The enemy: safe to think of him as that now. The envoy. He thought back to the wheelbarrow; the way, after he’d spun around, the man had disappeared, gone, into thin air, in a whip and a swirl of leaves. He knew exactly the enemy he was dealing with here. He looked about him, at women his own age and at little children in paper-boat hats. Common birds of the north-eastern United States that did not have a care. The world was spinning. Litter, little weightless scraps, ash, followed a spiral descent. No amount of witnesses, no number of nobodies, would protect him. He knew exactly what he was dealing with. The spy costume no doubt was deliberate. A taunt. This is what we are doing, yes.
***
A night weeks before. Clive Sullis woke from a nightmare that was gone in an instant and he was worried about blood clots to the brain. He woke up screaming, screaming. The screams out of him. That was it. Just: ‘Pissstains!’ ‘Jisolm!’ Like that, bursting through darkness. Like the original language. The first words after the bang. As if something had broken down and something else was made in its place. False and crude. This was the story of his life. Why couldn’t they see him for who he was?
He sat up and patted the bedclothes around him, letting them cool, and his breathing settle.
He had an obscure memory of getting up in the night with a headache and pulling apart the presses for paracetamol. He remembered having a dry throat and that he was nauseated too and that he was convinced a plastic fork was stuck in the root of his tongue and that his head was a head of lettuce and that he was halfway through a prayer when he realised he was praying to Peter Stuyvesant, the last governor of New Amsterdam. This was an obsession now: Holland. This was the trouble after the bang. Memories from now on might only be vague, or split, or not memories at all. Of the moments before he woke, before the outburst, he could recall, he thought – what? Material, chippings. Lines and circles. Ones and zeroes. These things had been falling through his mind against a black background. But of the day before – of the waking day before, he could recall almost everything, he thought. He remembered he had read that because the beaver ate only tree bark its diet was considered vegetarian. Now hold on a minute, he said.

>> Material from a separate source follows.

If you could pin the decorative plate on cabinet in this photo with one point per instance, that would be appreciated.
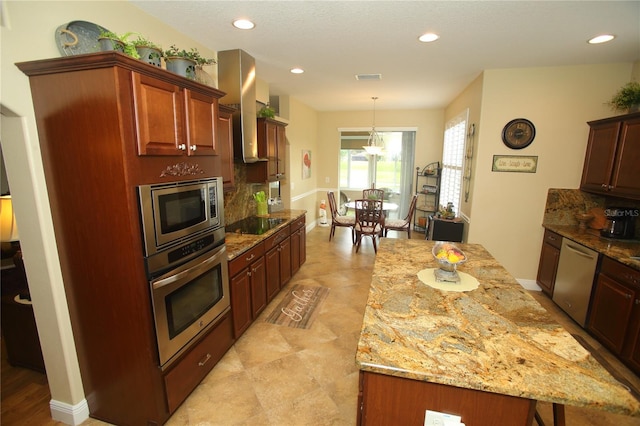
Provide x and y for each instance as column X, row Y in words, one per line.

He made himself a cup of coffee and brushed his teeth and swept his jacks across the table with his arm and tried to keep active in his apartment at 1202, The Birches, Stuyvesant Town. He knew who he was, in name: Clive Sullis, self branded. He knew his age: seventy-four. These were the present identifying stamps. But what of his long-term memory? Could he write his whole life story, if given the time, in broad strokes at least? Yes, he felt that he could.
He poured himself another cup of coffee, tipped out the rest of the container of sweetener on the saucer, and dropped in three of the pills. And he had also read of pills that could help with the despair of getting older. And that they worked by giving you a good view of yourself in the world and making you realise that you are unremarkable and that any of the oddities that you worry the rest of the world might notice are not noticeable at all. He thought that he would have to nullify this knowledge if these pills were to work on him, but he did not need to think so deeply now. He did not need to be fretting and thinking or fretting about not thinking. He needed to relax was what he needed to do. He should not be fearing the worst and he should stop being so hard on himself. He should allow for the fuzzy memories, for the confusion, for the bad language, for the worries, given his age and given every change he’d been through.
Later that day he was not so coherent. Parting a way through a scrub of cane chairs under the umbrellas of the terrace he greeted his good friend Denny by saying that some day he would say something, that there were some things that needed to be said, that in all their years of friendship there was one thing, that really there was one thing, that –
‘All right, Clive, all right. Sit yourself down and stop making a holy show, will you? The cold is getting to all of us.’